Pour nos contrats de téléphone et d’internet, du nouveau également. Il était possible de résilier un abonnement de plus de douze mois de façon anticipée en réglant des frais de résiliation qui pouvaient être dissuasifs (un quart des mensualités restantes sur un abonnement de 24 mois). C’est fini pour les contrats souscrits depuis le 1er janvier 2023, ces frais de résiliation sont supprimés. Attention cependant si vous avez contracté une offre avec smartphone « subventionné », des frais (minorés) persistent. Du nouveau aussi pour les consommateurs en
situation de surendettement, une demande recevable, leur permettra de résilier à tout moment.

Pour les contrats de fourniture de service de télévision et médias audiovisuels à la demande, la loi prévoit une nouvelle exception à la reconduction tacite du contrat pour les consommateurs qui déménagent ou dont le foyer fiscal change. Ceux-là pourront, après la première reconduction, résilier gratuitement à tout moment.

Vous le voyez, les contrats sont multiples, les textes aussi et ils évoluent. Impossible de vous faire ici un panorama exhaustif. Aussi, n’hésitez pas à demander conseil aux bénévoles d’INDECOSA CGT car il y a bien des occasions de quitter un professionnel pour un autre, à des termes et dans des conditions définies. L’association vous aidera à « qualifier » le contrat que vous lui soumettez et à trouver le texte correspondant, dans le respect des démarches imposées.

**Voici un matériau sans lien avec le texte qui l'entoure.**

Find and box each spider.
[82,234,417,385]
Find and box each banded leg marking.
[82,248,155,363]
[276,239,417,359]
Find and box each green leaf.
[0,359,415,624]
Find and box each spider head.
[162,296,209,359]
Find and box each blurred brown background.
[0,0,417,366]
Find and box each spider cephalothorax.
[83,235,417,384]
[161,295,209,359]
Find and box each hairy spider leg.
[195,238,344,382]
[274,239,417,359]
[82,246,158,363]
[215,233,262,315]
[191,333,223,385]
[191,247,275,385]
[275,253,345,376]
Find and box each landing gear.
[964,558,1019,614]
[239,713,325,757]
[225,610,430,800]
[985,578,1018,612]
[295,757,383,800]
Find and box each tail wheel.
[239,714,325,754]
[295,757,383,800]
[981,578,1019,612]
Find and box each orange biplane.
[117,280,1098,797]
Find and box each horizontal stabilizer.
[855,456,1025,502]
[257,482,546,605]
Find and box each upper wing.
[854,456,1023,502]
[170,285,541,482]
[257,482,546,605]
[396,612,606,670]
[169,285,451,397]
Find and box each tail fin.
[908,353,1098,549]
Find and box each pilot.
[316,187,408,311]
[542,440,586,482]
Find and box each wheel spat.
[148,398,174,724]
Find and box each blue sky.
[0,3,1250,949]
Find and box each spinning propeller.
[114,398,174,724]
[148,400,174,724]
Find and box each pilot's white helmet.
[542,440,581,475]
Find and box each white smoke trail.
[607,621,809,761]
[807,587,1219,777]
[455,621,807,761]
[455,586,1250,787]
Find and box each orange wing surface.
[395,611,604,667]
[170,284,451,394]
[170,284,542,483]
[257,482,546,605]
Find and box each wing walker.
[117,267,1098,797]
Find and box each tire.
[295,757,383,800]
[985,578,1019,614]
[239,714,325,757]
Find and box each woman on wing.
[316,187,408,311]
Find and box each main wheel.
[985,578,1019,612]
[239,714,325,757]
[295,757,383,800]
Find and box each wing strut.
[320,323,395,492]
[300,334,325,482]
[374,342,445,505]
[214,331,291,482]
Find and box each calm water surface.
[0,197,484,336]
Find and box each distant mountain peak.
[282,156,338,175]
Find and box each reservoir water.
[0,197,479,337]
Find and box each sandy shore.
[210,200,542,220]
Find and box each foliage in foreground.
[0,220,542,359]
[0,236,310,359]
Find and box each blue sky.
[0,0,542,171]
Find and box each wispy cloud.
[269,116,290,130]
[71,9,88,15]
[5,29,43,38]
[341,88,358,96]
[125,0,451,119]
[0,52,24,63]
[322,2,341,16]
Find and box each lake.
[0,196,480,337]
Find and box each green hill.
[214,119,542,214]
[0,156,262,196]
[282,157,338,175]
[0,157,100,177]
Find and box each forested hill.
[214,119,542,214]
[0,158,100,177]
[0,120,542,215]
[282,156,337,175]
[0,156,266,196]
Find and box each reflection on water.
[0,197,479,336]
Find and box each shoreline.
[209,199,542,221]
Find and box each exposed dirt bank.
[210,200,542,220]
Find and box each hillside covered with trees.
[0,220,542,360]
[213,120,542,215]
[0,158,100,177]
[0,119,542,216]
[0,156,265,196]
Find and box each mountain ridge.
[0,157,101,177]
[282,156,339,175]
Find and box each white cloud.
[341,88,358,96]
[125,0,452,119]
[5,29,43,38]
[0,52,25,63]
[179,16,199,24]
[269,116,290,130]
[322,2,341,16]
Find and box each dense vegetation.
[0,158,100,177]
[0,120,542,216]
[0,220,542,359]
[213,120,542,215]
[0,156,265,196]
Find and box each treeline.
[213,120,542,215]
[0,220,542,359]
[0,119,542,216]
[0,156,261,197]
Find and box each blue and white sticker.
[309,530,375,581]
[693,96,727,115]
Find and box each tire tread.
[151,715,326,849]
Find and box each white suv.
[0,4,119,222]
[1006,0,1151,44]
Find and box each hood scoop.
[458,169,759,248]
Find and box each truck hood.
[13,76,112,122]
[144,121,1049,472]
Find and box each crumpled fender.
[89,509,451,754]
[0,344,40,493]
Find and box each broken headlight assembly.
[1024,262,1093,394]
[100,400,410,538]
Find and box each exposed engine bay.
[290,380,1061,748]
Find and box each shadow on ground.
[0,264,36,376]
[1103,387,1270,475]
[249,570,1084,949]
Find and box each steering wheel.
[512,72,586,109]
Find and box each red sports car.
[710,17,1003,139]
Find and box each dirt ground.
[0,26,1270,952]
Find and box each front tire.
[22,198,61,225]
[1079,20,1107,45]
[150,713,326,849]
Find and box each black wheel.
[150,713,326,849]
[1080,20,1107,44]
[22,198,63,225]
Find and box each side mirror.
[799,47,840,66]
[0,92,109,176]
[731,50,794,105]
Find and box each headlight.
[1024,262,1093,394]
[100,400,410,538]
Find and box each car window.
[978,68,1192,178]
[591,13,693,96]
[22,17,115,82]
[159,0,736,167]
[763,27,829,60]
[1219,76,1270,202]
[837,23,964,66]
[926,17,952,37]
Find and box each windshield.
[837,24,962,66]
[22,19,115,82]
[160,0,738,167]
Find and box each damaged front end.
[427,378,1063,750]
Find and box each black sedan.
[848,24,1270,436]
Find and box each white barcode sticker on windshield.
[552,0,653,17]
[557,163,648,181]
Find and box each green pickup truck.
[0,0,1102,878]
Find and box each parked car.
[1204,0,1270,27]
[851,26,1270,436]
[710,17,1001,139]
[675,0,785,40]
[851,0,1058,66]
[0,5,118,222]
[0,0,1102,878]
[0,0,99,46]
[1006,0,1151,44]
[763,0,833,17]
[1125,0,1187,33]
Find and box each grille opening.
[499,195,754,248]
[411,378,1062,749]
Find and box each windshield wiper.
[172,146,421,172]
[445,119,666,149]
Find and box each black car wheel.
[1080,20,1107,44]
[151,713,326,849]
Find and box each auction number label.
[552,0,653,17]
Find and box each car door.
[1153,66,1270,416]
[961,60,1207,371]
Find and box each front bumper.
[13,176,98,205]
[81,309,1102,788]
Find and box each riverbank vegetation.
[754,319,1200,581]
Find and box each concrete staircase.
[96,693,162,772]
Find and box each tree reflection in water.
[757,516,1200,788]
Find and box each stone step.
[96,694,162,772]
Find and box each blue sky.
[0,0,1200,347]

Et n’hésitez pas à faire quelques vérifications

  • Lister vos différents contrats, vos différents abonnements. Êtes-vous certains de vous souvenir de tous ? Vous pourriez avoir des surprises. C’est là tout le charme de la reconduction tacite, vos contrats se font oublier…Certains consommateurs découvrent même des abonnements à résilier qu’ils n’ont pas voulu souscrire, des abonnements cachés, obtenus lors de commandes en ligne.
  • Tous ces contrats qui vous lient sont -ils adaptés à vos besoins. Exemple : vous vous êtes inscrit à une salle de sport mais vous n’y allez qu’un mois ou deux avant d’abandonner. Peut-être qu’un renouvellement ne s’impose pas.
  • Un contrat adapté à votre usage a-t-il été souscrit au meilleur rapport qualité prix ? Des économies sont peut-être possibles. Faites un petit tour de la concurrence… Le meilleur choix d’hier n’est peut-être plus celui d’aujourd’hui. Sans compter que parfois, votre fournisseur de service offre des périodes d’abonnement gratuites aux nouveaux entrants, sans jamais penser à vous. Parlez-lui de résiliation possible et il y a fort à parier qu’il vous offrira une période de gratuité, pour vous garder.

Car notre fidélité sans faille est une chance pour les professionnels, le plus souvent. Voire une rente. A nous d’oser tester les vertus de l’infidélité et d’en tirer le meilleur parti.